Kathryn Grayson

Once upon a hollywood time, talent scouts searched for pretty girls who could read lines, play comedy and sing ... opera. The girlish Deanna Durbin established the recipe in the late 1930s; Kathryn Grayson, who died Feb. 17 at 88 in Los Angeles, perfected it by adding a saucy sex appeal. For more than a decade, from Thousands Cheer in 1943 to The Vagabond King in 1956, she was the leading soprano at MGM and one of its top stars.

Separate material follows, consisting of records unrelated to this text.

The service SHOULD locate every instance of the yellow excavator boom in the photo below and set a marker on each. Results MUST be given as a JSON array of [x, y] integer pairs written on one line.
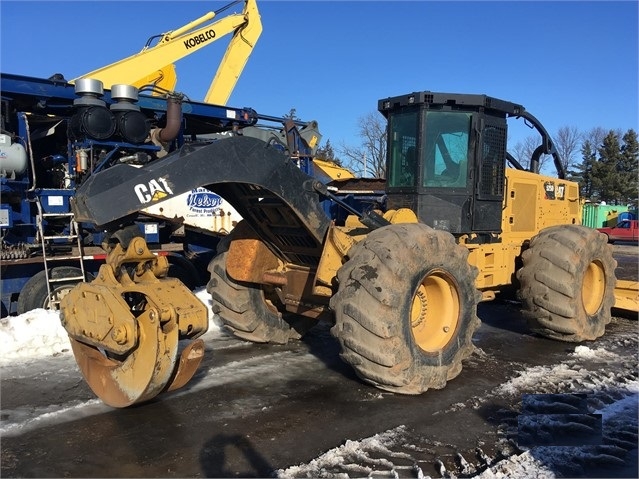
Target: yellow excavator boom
[[155, 65]]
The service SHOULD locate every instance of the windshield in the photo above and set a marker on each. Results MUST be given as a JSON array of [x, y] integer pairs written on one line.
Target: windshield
[[403, 129], [445, 139], [446, 136]]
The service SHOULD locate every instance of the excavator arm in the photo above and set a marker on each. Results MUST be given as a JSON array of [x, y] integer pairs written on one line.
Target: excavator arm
[[154, 65], [126, 326]]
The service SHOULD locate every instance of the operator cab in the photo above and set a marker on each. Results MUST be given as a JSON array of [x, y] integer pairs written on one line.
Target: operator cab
[[447, 159]]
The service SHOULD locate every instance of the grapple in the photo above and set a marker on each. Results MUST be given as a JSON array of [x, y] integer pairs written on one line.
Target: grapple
[[134, 331]]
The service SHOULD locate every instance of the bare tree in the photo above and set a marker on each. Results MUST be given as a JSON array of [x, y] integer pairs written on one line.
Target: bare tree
[[568, 142], [368, 159]]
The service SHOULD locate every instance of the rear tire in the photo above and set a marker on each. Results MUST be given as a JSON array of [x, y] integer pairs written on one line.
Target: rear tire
[[405, 309], [567, 283], [34, 294], [245, 310]]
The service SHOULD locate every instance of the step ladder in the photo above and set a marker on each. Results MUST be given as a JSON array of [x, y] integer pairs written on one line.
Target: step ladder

Legend has it that as a 12-year-old in St. Louis, Mo., Grayson, born Zelma Kathryn Hedrick, was discovered singing on the empty stage of the local opera house. Ripening into a petite, shapely teen with raven hair framing a Kabuki-pale face, she made her film debut as Mickey Rooney date bait in Andy Hardy's Private Secretary and was a star in Thousands Cheer, with Gene Kelly, and Anchors Aweigh, with Kelly and Frank Sinatra. She had the lead in MGM's 1951 remake of Show Boat and sealed her stardom with the role of Lilli the show-biz shrew, battling Howard Keel as her husband, in the film version of Cole Porter's Kiss Me Kate.

Her operettic appeal fading in the rock 'n' roll era, she did Camelot on Broadway and played Las Vegas with Keel. From her Hollywood years, Grayson had left a pert afterglow: lovely to look at, delightful to hear.